Jane soupira sur son tabouret zèbre.

— Nos destins sont liés, Deux-Ours, dit-elle bientôt. C'est la nuit qui nous a réunis.

Il hocha la tête comme devant un enfant.

— Tu ne réponds pas, ou alors à côté.

Jane ne dit rien, préféra changer de sujet.

— Parle-moi plutôt de toi, Deux-Ours.

C'était bien la dernière chose sur laquelle il avait envie de s'épancher.

— Il n'y a pas grand-chose à dire. Pauvreté, désœuvrement, alcool, chômage, fuite. À mettre dans l'ordre que tu veux… Mon histoire est tellement banale qu'elle ne vaut pas une ligne, dans aucun livre, ni même que je te la raconte.

Sam était bourré, mais pas au point de partir dans une de ces tirades mythomanes qu'affectionnent les ivrognes.

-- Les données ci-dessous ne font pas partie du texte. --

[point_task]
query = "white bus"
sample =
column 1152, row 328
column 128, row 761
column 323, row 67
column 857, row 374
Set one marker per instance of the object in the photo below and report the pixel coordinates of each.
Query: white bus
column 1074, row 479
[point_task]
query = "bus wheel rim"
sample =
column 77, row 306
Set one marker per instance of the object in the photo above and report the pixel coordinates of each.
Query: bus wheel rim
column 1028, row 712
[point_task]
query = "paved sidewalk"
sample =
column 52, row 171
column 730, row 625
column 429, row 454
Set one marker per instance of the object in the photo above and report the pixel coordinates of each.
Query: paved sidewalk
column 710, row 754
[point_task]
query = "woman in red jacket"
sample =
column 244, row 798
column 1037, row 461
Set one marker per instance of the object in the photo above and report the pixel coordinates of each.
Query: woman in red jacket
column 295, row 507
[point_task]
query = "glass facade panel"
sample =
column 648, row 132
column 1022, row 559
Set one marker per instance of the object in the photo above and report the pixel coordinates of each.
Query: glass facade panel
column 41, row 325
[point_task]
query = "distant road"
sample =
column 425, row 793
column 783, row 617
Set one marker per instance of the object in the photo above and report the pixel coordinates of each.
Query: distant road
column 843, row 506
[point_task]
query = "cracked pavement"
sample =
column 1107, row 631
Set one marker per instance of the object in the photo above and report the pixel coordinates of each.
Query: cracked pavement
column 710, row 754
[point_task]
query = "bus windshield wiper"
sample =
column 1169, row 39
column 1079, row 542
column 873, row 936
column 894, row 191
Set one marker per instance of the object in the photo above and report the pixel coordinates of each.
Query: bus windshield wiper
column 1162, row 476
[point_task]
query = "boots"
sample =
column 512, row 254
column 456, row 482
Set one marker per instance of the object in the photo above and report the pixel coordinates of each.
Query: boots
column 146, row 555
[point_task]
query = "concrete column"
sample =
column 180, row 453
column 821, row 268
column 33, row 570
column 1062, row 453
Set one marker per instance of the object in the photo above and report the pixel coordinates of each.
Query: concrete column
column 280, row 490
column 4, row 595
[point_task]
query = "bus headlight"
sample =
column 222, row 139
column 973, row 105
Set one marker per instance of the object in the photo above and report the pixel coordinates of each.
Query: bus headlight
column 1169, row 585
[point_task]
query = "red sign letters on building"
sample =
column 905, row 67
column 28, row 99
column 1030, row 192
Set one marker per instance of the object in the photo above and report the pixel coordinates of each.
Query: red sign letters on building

La vérité était lâche, sans pitié pour les loosers congénitaux de son espèce peau-rouge. Jane ne broncha pas, solidaire sans doute. Sa tête dodelinait au-dessus du verre.

— Tu as un métier ? demanda Sam.

— Hum ?

Elle releva le nez de son verre.

— Je suis sûr que tu fais autre chose de ta vie que traîner dans la rue, avança-t-il.

Jane dressa un ravissant sourcil :

— Ah oui, qu'est-ce qui te fait croire ça ?

— Ce n'est pas un endroit pour toi.

— Tu me mettrais dans quelle case : rebut ?

Elle avait surtout le don de le mettre au pied du mur.

— Je t'ai déjà dit que tu étais belle comme tu étais.

— Comme j'étais, oui.

Elle avala la moitié du bloody mary, accrochée à sa paille, en le tenant dans sa ligne de mire. Il ne saurait rien de sa vie.